Thank you Ian, yes forgot about the way banks do things . Misdirection may be a better word given that paper money is fiat and is in fact debt created from nothing via fractional reserve lending … but that conversation would need several pints in the pub!
Im not sure to what extent I will use quickbooks at the moment I.E. Bank reconciliation etc. I used paper books and spreadsheets which have served me well and besides I run a cafe which is uncomplicated really. MTD is forcing me to validate these systems , I could of course just go down the bridging route. Thanks again

OOps quickfile and Ive not even had a pint !

I run a retail shop and I have used QuickFile from day one. I record one “invoice” for each Z read from my till (I don’t actually use the cash register tool as I started up before that tool was available but I record things the same way, one invoice per day with part payments for cash and card). I record all my purchases with scanned or emailed receipts via the receipt hub, logging cash payments directly through the receipt hub “paid” checkbox and bank payments (BACS or card) via the feed.

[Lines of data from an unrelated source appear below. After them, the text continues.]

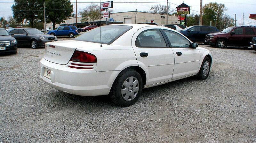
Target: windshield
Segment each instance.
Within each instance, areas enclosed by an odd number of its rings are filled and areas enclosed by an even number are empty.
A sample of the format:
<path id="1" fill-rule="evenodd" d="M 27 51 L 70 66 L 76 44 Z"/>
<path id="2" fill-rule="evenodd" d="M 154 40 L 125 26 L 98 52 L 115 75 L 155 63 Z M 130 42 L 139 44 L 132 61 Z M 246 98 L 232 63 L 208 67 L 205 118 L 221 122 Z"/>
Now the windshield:
<path id="1" fill-rule="evenodd" d="M 186 28 L 183 29 L 181 31 L 186 31 L 187 30 L 188 30 L 188 29 L 192 27 L 193 26 L 190 26 L 189 27 L 188 27 Z"/>
<path id="2" fill-rule="evenodd" d="M 100 27 L 101 27 L 101 43 L 110 44 L 132 27 L 123 25 L 108 25 L 102 26 L 81 34 L 74 40 L 94 43 L 100 42 Z"/>
<path id="3" fill-rule="evenodd" d="M 4 29 L 0 29 L 0 36 L 6 36 L 10 35 L 9 33 Z"/>
<path id="4" fill-rule="evenodd" d="M 41 32 L 40 30 L 36 28 L 29 28 L 26 29 L 27 31 L 28 34 L 33 35 L 34 34 L 43 34 L 44 33 Z"/>
<path id="5" fill-rule="evenodd" d="M 224 33 L 228 33 L 228 32 L 230 32 L 231 30 L 233 29 L 234 28 L 234 27 L 228 27 L 221 31 L 221 32 L 223 32 Z"/>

I generate journals for staff wages from my payroll software, and I’ve done all my VAT returns via QuickFile both before and since the start of MTD.

Well there’s another thing, as I’m on flat rate I don’t need to keep digital copies of my purchase invoices as I can’t claim VAT back except for capital items over £2000 inc VAT nor do I need to record DGT as that applies to retail scheme . I like the product but don’t need a lot of the functionality . Still a while before the VAT return is due so will evaluate.

Hi @Keepitsimple

I would highly recommend keeping copies of the invoices you receive as part of your business expenses. HMRC can request to see these.

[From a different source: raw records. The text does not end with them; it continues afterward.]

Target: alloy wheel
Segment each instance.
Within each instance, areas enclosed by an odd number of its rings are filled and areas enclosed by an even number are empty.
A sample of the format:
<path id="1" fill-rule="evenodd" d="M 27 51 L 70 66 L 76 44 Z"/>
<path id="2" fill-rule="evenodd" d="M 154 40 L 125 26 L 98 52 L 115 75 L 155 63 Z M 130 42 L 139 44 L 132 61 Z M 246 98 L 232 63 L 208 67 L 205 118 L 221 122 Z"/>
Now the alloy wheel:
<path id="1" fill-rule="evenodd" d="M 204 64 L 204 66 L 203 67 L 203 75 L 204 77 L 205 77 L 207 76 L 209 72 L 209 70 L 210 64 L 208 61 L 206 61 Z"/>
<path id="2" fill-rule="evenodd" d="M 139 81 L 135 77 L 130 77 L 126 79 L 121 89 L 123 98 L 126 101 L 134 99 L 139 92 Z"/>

Digital copies are not necessary I will of course keep the paper which incidentally is not required , good old government systems ;(

Hi Ian ,

As an obvious power user , do you know if you can look up your next submission date after a given return ? I’m sure I saw something like this but it may of been some other software I’ve looked . I.E. it polls HMRC makes the return and then HMRC poll back your next return period and dates etc.

Matthew,
To clarify, as i don’t think I was clear . The gov.uk docs state you should keep paper invoices in general as I’m sure we all do or did. BUT if your keeping your purchase invoices digitally then you do not need to keep paper copies , which is risky if you ask me. There is very little digital record keeping requirements for flat rate scheme , it is in reality a digital VAT account and thats about it. Hence my reticent in going wholly digital along with some other concerns.

Thanks Darren

Hi Darren,

I understand your situation. If you keep digital copies, there’s no need to keep the paper copies providing they are accurate. However, you should keep records of any money spent or received by the business, along with other documents.